2006年5月27日 (第2773回)

日韓ナショナリズムの行方―東アジアの時代を見据えて

経営学部助教授 鄭 雅英

 今年はトリノオリンピック、国別対抗野球WBCに続いて6月にはドイツでサッカー・ワールドカップが予定されている。日本と韓国はいずれの大会にも代表が出場し、トリノの韓国メダルラッシュとWBCの日本チーム優勝で、両国のメディアは連日盛り上がった。6月のサッカーW杯では、これを上回る熱狂に日韓とも席巻されるのだろう。

 スポーツが人々にかき立てる国家や民族に対する幻想的帰属意識、それが社会にもたらす影響は一様ではない。

 2002年日韓共催サッカーW杯でソウル市内を埋め尽くしたサポーター「赤い悪魔」は、同年末の大統領選挙でリベラルを標榜する盧武鉉を支持した層との近似性が指摘されている。

 かたや日本の2002年W杯は、「反中」「嫌韓」の「プチナショナリズム」が伸張し首相の靖国参拝を心情的に支えていくきっかけだったように見える。
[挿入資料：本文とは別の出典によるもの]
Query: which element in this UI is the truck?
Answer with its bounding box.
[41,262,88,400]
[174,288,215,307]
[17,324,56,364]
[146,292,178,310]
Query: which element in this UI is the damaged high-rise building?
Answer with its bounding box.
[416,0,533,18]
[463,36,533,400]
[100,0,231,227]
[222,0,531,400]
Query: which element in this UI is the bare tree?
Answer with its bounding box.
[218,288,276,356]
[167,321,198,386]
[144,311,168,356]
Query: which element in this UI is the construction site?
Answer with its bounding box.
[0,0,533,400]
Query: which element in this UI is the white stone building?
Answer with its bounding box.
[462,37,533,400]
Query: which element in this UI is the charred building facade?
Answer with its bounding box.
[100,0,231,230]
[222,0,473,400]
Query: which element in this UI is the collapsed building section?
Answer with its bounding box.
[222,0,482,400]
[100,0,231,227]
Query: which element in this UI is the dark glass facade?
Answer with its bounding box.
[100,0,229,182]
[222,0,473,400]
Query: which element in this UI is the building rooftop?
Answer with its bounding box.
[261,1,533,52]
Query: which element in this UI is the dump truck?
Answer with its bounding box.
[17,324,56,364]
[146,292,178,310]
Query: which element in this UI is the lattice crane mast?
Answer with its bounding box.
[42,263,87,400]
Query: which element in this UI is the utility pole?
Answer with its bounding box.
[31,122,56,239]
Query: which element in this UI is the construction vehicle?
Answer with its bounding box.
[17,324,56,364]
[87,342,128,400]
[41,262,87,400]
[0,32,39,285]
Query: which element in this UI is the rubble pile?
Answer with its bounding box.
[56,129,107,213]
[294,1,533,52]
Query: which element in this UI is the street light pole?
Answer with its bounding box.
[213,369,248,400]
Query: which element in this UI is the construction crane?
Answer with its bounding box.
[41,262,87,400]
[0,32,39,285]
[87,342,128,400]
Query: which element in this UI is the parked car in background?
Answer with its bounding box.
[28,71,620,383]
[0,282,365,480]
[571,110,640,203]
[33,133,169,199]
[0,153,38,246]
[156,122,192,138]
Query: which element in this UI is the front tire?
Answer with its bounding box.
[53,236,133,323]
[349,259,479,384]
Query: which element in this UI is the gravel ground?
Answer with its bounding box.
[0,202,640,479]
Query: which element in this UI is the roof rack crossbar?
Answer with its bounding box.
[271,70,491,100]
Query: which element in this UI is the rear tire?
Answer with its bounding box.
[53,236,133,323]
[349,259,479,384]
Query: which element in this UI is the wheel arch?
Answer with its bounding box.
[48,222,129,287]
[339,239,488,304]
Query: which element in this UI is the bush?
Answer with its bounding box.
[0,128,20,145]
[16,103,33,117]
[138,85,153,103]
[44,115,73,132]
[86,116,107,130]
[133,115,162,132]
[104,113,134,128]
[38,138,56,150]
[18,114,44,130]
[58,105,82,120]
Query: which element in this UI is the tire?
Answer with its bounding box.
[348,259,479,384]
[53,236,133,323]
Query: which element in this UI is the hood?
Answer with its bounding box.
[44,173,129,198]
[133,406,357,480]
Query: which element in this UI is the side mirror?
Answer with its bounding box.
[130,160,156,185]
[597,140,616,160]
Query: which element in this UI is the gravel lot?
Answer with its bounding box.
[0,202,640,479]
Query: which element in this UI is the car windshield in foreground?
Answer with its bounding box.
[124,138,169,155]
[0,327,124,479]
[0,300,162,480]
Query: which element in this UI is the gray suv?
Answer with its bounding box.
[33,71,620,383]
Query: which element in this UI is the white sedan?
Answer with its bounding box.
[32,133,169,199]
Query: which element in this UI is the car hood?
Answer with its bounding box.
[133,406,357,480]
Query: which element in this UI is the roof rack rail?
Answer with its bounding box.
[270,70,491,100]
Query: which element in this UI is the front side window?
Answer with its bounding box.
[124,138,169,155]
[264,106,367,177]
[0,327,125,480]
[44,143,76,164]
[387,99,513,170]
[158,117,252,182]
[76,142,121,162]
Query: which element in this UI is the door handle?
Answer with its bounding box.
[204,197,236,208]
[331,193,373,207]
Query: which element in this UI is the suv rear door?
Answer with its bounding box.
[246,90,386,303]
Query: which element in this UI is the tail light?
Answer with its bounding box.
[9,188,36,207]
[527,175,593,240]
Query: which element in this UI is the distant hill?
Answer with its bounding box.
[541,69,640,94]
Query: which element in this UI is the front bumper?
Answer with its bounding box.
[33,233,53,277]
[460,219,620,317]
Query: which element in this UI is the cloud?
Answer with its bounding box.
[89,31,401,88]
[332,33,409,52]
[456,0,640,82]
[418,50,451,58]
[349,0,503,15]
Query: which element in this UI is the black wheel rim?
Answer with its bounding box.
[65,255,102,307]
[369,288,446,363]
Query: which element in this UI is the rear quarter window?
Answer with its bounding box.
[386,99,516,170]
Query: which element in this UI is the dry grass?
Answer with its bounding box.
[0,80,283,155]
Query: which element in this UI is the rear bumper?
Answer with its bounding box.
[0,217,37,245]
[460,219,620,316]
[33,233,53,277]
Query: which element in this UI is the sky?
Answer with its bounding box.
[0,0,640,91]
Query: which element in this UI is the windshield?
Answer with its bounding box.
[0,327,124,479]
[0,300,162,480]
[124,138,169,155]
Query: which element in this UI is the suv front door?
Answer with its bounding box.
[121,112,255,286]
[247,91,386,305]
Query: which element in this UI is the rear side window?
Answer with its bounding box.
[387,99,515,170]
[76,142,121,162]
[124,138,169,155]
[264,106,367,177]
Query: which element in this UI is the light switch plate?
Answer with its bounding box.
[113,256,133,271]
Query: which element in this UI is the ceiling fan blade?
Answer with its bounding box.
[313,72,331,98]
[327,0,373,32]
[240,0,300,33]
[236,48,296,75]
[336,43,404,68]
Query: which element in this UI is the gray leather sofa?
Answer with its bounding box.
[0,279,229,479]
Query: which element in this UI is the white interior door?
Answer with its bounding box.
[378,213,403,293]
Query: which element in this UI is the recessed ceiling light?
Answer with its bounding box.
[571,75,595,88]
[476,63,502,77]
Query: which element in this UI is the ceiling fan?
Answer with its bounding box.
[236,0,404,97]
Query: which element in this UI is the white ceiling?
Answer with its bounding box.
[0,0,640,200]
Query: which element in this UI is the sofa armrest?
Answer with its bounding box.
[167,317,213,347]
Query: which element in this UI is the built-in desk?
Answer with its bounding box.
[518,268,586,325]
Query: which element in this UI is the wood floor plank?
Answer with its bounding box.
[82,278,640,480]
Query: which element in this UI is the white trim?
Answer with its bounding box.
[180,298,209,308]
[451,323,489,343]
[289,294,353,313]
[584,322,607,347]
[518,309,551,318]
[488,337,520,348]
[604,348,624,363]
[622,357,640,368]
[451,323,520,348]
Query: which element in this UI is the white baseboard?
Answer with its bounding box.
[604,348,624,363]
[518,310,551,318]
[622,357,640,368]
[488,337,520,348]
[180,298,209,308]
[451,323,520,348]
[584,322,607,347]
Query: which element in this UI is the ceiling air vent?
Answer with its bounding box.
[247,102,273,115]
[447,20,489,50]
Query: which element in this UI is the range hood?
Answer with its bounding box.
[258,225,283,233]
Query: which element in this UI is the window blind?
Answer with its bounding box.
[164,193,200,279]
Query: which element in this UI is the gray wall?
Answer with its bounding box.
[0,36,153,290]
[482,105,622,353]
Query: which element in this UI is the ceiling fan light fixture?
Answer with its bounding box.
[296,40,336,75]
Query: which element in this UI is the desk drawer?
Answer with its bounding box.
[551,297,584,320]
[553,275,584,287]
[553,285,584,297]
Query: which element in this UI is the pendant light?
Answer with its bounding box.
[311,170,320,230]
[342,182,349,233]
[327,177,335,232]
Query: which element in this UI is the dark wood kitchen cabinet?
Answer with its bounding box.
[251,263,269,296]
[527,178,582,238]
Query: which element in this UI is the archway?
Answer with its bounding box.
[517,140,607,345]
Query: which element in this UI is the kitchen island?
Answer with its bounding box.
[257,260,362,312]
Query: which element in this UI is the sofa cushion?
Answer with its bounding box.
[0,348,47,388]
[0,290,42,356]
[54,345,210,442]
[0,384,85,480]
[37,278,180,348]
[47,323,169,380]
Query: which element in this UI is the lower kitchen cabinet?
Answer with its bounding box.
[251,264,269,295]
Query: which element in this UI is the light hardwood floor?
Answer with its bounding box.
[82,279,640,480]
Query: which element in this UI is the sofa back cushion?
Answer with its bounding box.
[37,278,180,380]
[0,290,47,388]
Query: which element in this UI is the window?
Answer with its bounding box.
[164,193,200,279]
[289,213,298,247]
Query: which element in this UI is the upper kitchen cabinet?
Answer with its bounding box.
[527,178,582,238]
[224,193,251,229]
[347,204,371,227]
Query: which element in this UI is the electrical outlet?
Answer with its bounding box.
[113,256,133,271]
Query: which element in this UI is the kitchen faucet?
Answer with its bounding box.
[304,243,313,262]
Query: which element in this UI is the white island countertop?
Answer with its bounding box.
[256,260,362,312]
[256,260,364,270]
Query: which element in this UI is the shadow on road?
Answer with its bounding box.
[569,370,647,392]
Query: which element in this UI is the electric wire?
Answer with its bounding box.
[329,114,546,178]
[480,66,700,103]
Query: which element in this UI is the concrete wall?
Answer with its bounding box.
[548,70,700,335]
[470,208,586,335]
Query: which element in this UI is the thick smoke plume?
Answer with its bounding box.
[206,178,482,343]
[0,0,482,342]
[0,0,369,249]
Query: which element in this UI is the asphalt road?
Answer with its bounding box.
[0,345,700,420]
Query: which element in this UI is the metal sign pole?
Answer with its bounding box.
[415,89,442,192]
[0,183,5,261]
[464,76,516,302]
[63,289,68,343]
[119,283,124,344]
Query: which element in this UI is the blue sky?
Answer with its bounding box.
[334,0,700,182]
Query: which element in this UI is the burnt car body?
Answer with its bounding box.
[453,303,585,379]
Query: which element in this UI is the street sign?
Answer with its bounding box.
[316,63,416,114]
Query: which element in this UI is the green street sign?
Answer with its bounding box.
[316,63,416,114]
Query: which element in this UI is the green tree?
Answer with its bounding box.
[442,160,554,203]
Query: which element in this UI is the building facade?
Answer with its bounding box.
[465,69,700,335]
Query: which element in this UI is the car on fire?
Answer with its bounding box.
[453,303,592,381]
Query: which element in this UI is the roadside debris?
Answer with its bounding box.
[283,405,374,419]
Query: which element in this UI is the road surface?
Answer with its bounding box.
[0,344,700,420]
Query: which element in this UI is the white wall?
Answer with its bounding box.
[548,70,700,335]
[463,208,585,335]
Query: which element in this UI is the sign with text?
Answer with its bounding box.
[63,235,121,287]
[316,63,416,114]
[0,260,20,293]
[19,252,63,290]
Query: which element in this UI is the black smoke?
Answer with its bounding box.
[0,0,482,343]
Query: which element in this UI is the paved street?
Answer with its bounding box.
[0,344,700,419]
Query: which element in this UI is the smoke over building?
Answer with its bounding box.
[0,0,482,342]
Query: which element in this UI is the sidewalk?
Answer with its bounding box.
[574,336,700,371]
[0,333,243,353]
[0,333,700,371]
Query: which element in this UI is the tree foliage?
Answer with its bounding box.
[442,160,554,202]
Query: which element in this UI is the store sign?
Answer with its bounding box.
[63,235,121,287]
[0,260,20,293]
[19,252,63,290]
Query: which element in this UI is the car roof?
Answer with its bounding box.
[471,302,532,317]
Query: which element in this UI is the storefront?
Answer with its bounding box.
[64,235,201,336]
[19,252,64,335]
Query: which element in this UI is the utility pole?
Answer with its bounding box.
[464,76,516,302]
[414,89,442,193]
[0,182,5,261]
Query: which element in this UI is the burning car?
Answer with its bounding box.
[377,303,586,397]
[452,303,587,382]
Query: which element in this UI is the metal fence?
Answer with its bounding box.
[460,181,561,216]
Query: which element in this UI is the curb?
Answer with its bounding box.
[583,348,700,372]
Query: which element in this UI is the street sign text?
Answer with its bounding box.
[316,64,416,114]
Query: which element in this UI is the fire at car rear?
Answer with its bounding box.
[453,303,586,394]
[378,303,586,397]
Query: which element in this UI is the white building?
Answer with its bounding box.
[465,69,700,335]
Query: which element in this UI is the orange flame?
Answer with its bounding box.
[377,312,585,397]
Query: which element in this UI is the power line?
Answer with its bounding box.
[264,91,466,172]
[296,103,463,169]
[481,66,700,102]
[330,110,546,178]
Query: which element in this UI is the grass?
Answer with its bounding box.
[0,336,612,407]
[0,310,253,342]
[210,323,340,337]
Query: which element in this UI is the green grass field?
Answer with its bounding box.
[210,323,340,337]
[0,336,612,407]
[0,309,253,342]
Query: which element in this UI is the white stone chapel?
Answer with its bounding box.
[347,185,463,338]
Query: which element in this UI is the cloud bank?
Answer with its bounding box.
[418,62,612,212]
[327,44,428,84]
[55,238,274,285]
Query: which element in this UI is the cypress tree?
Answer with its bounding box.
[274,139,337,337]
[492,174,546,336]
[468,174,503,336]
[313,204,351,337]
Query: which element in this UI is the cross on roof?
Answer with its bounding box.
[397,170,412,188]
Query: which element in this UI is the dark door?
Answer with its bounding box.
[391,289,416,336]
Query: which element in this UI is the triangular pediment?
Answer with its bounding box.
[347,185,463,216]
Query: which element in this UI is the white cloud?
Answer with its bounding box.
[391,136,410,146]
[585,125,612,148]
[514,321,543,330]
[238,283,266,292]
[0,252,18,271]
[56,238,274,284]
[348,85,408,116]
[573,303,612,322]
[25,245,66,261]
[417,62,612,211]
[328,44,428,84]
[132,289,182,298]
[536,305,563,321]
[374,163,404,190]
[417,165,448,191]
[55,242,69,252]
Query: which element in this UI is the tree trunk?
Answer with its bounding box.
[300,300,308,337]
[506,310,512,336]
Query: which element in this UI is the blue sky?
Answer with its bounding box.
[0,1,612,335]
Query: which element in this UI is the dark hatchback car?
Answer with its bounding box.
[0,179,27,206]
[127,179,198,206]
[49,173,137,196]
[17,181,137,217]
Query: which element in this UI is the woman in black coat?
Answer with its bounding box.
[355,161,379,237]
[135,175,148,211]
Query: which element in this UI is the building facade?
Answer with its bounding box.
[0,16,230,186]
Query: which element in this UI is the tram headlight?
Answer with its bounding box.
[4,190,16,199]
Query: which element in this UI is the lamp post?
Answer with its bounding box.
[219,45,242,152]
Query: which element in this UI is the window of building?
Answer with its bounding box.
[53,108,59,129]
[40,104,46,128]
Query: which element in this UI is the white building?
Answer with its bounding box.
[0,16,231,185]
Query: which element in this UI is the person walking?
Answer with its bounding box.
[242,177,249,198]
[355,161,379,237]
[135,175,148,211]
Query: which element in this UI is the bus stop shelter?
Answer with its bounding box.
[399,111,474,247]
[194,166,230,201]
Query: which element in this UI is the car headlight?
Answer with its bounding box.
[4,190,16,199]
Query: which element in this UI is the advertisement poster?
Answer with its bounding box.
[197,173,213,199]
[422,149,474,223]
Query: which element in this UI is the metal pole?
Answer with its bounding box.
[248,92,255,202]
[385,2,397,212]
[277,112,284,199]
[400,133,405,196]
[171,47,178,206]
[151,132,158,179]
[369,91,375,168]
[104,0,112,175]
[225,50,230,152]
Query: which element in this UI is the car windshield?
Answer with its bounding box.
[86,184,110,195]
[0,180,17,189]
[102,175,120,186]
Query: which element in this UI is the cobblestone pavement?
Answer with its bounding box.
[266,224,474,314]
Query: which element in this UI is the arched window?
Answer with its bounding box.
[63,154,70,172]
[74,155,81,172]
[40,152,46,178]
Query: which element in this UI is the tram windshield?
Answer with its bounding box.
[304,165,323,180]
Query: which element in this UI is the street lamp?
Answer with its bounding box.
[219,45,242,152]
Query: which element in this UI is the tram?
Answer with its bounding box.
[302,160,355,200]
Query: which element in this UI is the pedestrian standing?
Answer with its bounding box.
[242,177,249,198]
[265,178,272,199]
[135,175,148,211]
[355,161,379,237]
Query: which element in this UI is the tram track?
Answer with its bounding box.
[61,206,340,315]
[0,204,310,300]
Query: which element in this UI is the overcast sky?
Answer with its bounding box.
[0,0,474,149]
 ナショナリズムは、一方で在日朝鮮人たる私のように日本と朝鮮半島の双方に生の拠点を望む人間に向けいまだに鋭い匕首のような問いを突きつける。「お前はどちらの立場にいるのか」と。恐らく21世紀のあるべき姿は、こうした問いそのものを乗り越えた先にある。憂鬱なスポーツの観戦の季節がまたやってくる。